Le hantavirus revient brutalement dans l’actualité internationale après plusieurs cas graves détectés à bord du navire de croisière MV Hondius. L’Organisation mondiale de la santé (OMS), les autorités françaises et plusieurs agences sanitaires européennes ont renforcé leur vigilance face à ce foyer inhabituel impliquant la souche dite “Andes”, la seule connue pour permettre une transmission interhumaine limitée.
Un foyer épidémique surveillé de très près
Depuis début mai 2026, plusieurs passagers du navire MV Hondius, parti d’Argentine vers le Cap-Vert, ont développé des symptômes respiratoires sévères. Selon les derniers bilans relayés par l’OMS :
- plusieurs cas confirmés biologiquement ont été recensés ;
- trois décès ont été signalés ;
- des dizaines de personnes contacts sont désormais surveillées dans plusieurs pays européens.
La France a placé sous surveillance renforcée plusieurs ressortissants rapatriés. Un premier cas positif a même été confirmé sur le territoire français, poussant le gouvernement à instaurer des mesures d’isolement très strictes pouvant aller jusqu’à 42 jours.
Qu’est-ce que le hantavirus ?
Les hantavirus sont une famille de virus transmis principalement par des rongeurs sauvages. L’être humain est contaminé en inhalant des particules issues :
- d’urines ;
- d’excréments ;
- ou de salive de rongeurs infectés.
Les contaminations surviennent souvent dans :
- des greniers ;
- caves ;
- cabanes ;
- bâtiments agricoles ;
- lieux fermés peu ventilés.
La plupart des souches ne se transmettent pas entre humains. Mais la souche “Andes”, identifiée dans le foyer actuel, constitue une exception rare et particulièrement surveillée.
Quels sont les symptômes ?
L’infection débute généralement comme une grippe :
- forte fièvre ;
- fatigue importante ;
- douleurs musculaires ;
- maux de tête ;
- toux sèche.
Mais dans certains cas, l’état du patient peut se dégrader très rapidement avec :
- détresse respiratoire aiguë ;
- pneumonie sévère ;
- insuffisance pulmonaire ;
- parfois insuffisance rénale selon les souches.
Les formes pulmonaires observées avec le virus des Andes sont les plus inquiétantes, avec une létalité pouvant atteindre 20 à 40 % dans certaines situations sévères.
Faut-il craindre une nouvelle pandémie ?
À ce stade, les autorités sanitaires veulent éviter toute panique.
L’OMS estime actuellement que le risque pour la population générale reste “faible à modéré”. Les experts rappellent que le hantavirus ne possède pas le niveau de contagiosité observé avec le Covid-19.

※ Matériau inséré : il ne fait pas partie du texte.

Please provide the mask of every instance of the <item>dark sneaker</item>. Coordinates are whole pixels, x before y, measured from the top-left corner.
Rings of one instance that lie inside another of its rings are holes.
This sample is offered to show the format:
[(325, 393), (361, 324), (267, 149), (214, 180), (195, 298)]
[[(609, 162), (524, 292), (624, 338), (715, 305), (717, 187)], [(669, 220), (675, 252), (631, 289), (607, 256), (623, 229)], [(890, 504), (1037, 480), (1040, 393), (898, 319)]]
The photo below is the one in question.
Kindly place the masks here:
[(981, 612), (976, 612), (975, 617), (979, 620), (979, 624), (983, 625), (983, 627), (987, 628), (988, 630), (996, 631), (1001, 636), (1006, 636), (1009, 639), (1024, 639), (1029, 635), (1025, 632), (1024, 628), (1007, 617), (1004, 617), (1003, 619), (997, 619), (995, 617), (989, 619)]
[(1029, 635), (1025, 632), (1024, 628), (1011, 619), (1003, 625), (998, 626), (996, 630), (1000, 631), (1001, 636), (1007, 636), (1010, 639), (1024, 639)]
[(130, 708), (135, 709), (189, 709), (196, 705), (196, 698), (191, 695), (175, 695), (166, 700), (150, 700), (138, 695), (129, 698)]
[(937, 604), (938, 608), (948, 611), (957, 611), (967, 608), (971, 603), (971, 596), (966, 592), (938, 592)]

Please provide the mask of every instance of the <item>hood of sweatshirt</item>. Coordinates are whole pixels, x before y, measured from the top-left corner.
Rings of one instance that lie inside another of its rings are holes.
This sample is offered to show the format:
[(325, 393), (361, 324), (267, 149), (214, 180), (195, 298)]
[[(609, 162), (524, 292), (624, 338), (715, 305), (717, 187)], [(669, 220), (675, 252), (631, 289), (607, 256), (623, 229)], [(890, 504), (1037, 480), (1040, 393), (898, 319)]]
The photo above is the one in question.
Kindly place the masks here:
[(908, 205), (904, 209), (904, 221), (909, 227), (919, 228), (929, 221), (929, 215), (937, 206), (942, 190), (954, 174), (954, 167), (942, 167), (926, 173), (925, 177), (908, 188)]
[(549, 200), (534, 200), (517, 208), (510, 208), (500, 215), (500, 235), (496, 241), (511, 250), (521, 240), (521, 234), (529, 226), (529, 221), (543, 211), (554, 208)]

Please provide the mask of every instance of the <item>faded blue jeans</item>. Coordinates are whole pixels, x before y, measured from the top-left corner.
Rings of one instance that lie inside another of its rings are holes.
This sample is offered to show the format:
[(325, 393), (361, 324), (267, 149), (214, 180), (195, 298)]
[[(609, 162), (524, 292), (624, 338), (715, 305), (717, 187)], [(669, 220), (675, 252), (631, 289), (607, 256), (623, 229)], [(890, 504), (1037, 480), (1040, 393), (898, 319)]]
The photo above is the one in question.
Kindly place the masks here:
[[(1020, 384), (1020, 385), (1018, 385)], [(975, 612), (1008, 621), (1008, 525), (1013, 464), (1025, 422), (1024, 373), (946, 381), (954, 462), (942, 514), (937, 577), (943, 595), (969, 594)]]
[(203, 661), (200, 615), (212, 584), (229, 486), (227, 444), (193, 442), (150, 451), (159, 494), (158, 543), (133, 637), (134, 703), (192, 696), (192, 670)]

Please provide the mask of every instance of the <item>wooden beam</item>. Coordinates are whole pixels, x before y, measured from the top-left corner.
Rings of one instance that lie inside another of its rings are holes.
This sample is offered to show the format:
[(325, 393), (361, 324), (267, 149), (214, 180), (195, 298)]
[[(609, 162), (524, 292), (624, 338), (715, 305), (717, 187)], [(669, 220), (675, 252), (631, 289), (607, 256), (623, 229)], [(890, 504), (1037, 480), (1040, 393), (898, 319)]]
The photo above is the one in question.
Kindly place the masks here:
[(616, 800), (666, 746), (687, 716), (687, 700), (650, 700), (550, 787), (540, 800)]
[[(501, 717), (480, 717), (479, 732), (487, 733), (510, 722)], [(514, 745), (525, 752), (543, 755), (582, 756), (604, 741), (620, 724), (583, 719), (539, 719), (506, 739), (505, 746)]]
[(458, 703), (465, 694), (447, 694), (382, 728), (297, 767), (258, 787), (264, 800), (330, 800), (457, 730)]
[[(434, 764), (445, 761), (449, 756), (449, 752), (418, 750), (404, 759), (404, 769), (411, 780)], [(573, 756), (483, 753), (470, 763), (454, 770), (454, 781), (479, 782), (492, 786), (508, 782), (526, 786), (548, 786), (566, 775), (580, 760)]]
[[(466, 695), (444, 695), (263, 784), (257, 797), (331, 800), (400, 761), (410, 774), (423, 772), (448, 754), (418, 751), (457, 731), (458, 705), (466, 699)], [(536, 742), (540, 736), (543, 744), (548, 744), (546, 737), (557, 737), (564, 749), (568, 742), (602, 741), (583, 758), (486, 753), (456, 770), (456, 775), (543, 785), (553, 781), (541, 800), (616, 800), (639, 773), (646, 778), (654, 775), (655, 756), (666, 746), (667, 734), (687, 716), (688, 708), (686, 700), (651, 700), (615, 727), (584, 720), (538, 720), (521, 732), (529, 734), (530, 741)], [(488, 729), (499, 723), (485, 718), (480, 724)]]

Cependant, plusieurs éléments expliquent l’inquiétude actuelle :
- la présence d’une souche transmissible entre humains ;
- la gravité des formes respiratoires ;
- l’apparition des cas dans un environnement confiné comme un navire ;
- la circulation internationale des passagers.
Les autorités françaises parlent désormais d’une stratégie visant à “briser les chaînes de transmission” dès les premiers cas.
Pourquoi le foyer du MV Hondius intrigue les scientifiques
Les enquêtes épidémiologiques cherchent encore à comprendre précisément comment la contamination s’est propagée à bord du navire.
Les chercheurs étudient plusieurs hypothèses :
- exposition initiale à des rongeurs en Amérique du Sud ;
- contamination environnementale ;
- transmission interhumaine limitée dans des espaces clos.
Le “patient zéro” aurait été contaminé lors d’un séjour en Argentine dans une zone fortement infestée de rongeurs porteurs du virus des Andes.
Existe-t-il un traitement ou un vaccin ?
Actuellement :
- aucun vaccin n’est disponible ;
- il n’existe pas de traitement antiviral spécifique reconnu.
La prise en charge repose essentiellement sur :
- l’hospitalisation rapide ;
- l’assistance respiratoire ;
- les soins intensifs dans les formes graves.
Comment se protéger ?
Les spécialistes recommandent surtout d’éviter tout contact avec les déjections de rongeurs :
- ventiler les lieux fermés avant nettoyage ;
- ne jamais balayer à sec ;
- utiliser des gants et un masque ;
- désinfecter les surfaces contaminées ;
- éviter les zones infestées de rongeurs.
Une vigilance mondiale désormais renforcée
Même si les autorités sanitaires insistent sur l’absence de risque de pandémie majeure à ce stade, le dossier hantavirus est désormais suivi quotidiennement par l’OMS et les gouvernements européens.
L’épisode du MV Hondius rappelle surtout une réalité devenue centrale depuis la crise Covid : les zoonoses (ces maladies transmises par les animaux) représentent aujourd’hui l’un des principaux risques sanitaires mondiaux.